Transgrid, the owner and operator of the main transmission line in New South Wales, reports that is has received “enquiries” about more than 6,000MW of large scale solar so far in 2017.
The figure, revealed by business development manager Gustavo Bodini at the Large Scale Solar conference hosted by RenewEconomy and Informa earlier this week, is more than a six fold increase over 2016, and highlights the huge interest in solar as it matches wind on costs and beats new gas (and new coal) by a significant margin.
Of course, not all that 6,000MW will be built, or even get to development approval stage, but large scale solar is clearly the energy source of choice at the moment, accounting for at least half of new projects for the renewable energy target – a share that is likely to increase in coming years.
Amy Kean, the renewable energy advocate for the NSW government, showed this slide (below) at the conference, indicating the amount of large scale solar already installed, under construction, and those in the pipeline and the “stealth” projects, which may well refer to the Transgrid enquiries.
The first line of completed projects represent those – such as Nyngan, Broken Hill and Moree – that were funded by the initial big grants from the Australian Renewable Energy Agency.
The second line – current build – is mostly the half dozen projects partly funded under ARENA’s solar auction program.
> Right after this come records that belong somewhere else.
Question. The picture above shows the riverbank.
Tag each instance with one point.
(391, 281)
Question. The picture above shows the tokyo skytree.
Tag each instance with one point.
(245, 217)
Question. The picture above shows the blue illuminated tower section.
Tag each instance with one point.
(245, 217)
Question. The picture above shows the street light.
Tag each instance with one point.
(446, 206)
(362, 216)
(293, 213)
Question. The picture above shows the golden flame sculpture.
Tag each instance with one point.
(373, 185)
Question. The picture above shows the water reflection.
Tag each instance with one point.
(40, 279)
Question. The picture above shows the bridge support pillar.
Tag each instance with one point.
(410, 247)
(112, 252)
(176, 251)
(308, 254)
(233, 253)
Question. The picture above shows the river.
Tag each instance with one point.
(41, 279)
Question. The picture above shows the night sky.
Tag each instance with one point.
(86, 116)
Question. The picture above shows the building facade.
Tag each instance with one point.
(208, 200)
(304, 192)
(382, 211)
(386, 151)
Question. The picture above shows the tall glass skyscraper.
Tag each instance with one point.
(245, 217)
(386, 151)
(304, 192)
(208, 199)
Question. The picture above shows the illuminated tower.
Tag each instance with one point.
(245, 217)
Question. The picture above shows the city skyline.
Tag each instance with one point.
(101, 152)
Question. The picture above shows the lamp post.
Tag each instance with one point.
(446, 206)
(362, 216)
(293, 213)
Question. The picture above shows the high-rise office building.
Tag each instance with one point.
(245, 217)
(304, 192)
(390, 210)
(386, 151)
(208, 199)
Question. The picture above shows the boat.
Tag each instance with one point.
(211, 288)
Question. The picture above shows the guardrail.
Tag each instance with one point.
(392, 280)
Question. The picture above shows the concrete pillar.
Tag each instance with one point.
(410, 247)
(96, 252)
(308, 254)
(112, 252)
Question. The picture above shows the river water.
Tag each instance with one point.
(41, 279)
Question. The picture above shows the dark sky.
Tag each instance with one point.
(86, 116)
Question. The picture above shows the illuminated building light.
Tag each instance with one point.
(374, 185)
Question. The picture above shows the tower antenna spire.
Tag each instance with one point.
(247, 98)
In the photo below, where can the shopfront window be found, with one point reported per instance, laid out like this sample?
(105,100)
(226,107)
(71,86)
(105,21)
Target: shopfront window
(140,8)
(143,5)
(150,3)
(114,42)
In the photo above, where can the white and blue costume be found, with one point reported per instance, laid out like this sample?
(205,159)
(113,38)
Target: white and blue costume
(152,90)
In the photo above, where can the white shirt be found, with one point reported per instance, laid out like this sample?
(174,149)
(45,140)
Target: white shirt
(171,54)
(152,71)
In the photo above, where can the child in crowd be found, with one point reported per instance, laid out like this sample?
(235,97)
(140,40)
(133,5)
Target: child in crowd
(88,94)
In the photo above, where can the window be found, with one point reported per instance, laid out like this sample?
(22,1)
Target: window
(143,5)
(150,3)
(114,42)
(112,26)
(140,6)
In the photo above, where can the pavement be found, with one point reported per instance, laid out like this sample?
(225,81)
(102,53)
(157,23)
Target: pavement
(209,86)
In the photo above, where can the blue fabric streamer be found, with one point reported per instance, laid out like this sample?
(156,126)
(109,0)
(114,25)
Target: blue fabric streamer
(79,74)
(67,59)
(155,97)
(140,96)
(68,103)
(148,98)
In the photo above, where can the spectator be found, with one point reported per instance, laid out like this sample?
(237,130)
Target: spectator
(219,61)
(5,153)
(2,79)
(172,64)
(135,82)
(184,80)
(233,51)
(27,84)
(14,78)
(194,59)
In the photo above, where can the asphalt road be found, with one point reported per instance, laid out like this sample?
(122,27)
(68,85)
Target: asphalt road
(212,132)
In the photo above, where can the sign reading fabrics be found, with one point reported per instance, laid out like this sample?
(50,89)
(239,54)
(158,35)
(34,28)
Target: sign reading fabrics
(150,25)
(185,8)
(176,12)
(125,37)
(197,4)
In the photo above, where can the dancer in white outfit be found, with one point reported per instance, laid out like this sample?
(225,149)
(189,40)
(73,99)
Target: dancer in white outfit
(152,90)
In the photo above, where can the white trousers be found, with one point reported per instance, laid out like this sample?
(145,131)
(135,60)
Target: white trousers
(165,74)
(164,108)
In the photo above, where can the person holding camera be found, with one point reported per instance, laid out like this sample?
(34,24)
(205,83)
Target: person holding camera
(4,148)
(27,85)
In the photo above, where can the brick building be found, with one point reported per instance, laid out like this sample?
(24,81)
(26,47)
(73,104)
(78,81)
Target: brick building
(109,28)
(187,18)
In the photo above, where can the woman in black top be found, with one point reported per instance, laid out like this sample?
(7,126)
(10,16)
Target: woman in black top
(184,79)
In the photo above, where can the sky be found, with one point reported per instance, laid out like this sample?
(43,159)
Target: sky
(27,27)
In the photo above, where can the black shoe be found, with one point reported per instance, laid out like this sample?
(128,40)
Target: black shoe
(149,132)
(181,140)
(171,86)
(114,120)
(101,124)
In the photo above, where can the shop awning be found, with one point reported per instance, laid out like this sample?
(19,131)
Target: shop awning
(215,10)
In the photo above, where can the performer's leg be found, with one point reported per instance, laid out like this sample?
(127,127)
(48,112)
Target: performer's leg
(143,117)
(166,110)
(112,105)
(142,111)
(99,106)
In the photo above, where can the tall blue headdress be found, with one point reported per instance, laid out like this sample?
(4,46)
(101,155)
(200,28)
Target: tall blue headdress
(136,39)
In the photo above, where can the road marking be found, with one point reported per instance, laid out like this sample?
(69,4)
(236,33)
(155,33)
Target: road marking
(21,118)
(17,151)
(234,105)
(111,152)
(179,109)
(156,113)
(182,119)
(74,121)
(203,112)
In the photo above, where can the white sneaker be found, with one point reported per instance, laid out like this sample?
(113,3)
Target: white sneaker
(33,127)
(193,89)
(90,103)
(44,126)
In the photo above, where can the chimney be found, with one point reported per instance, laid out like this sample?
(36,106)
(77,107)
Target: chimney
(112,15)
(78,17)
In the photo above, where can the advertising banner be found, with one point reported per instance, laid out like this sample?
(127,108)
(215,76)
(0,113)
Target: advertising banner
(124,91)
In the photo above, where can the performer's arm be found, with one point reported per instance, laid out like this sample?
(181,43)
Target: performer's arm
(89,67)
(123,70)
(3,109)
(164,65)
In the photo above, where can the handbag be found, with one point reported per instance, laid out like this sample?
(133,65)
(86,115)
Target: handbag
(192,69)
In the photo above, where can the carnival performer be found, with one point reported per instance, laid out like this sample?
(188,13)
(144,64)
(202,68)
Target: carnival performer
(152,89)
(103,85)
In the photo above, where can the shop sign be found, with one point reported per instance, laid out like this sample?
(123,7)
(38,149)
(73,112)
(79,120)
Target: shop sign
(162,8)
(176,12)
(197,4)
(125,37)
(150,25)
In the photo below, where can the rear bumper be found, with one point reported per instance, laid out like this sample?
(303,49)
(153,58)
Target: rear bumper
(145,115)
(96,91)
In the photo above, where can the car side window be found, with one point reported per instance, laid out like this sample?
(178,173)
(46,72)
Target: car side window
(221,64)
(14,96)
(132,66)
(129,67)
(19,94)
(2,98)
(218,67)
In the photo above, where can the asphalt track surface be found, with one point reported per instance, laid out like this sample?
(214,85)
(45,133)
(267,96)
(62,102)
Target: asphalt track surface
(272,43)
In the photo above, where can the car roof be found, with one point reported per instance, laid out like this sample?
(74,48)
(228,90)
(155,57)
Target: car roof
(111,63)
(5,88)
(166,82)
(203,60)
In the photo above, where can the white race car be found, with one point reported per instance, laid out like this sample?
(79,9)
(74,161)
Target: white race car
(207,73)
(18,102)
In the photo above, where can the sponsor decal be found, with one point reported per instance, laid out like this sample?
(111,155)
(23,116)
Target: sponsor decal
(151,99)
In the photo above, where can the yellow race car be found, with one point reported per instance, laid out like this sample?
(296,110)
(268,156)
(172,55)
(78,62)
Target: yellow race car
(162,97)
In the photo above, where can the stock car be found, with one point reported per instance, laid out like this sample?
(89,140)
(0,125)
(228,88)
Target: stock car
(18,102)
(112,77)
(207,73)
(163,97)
But ARENA says solar costs have now fallen to the point where support is not needed for “vanilla” projects, and those in the “planning approved” and “planning system” categories will be a test of their ability to compete in the market.
So, where is all this heading?
This graph above from Transgrid’s Bodini is the most striking – because it predicts that by 2050, 95 per cent of the demand will be delivered by renewable energy – some 65 per cent from large scale renewables like wind and solar and hydro, and another 30 per cent from “distributed energy”.
That’s why, says Bodini, we need to get out and test new technologies, such as battery storage, to see how they operate and integrate with the grid.
There is some grace. There will be enough synchronous generation, Bodini says, within the whole National Electricity Market by 2030 to provide the inertia required to keep the grid stable. From that point, as more of the legacy coal and gas plants retire, it will be up to new technologies to take over.
The grid of the future, he says, will focus on better ways of managing peak demand, energy efficiency, widespread deployment of distributed generation (mostly solar), network based storage and new market rules to allow this to happen and one that promotes “genuine competition” and protects consumers when there is ineffective competition.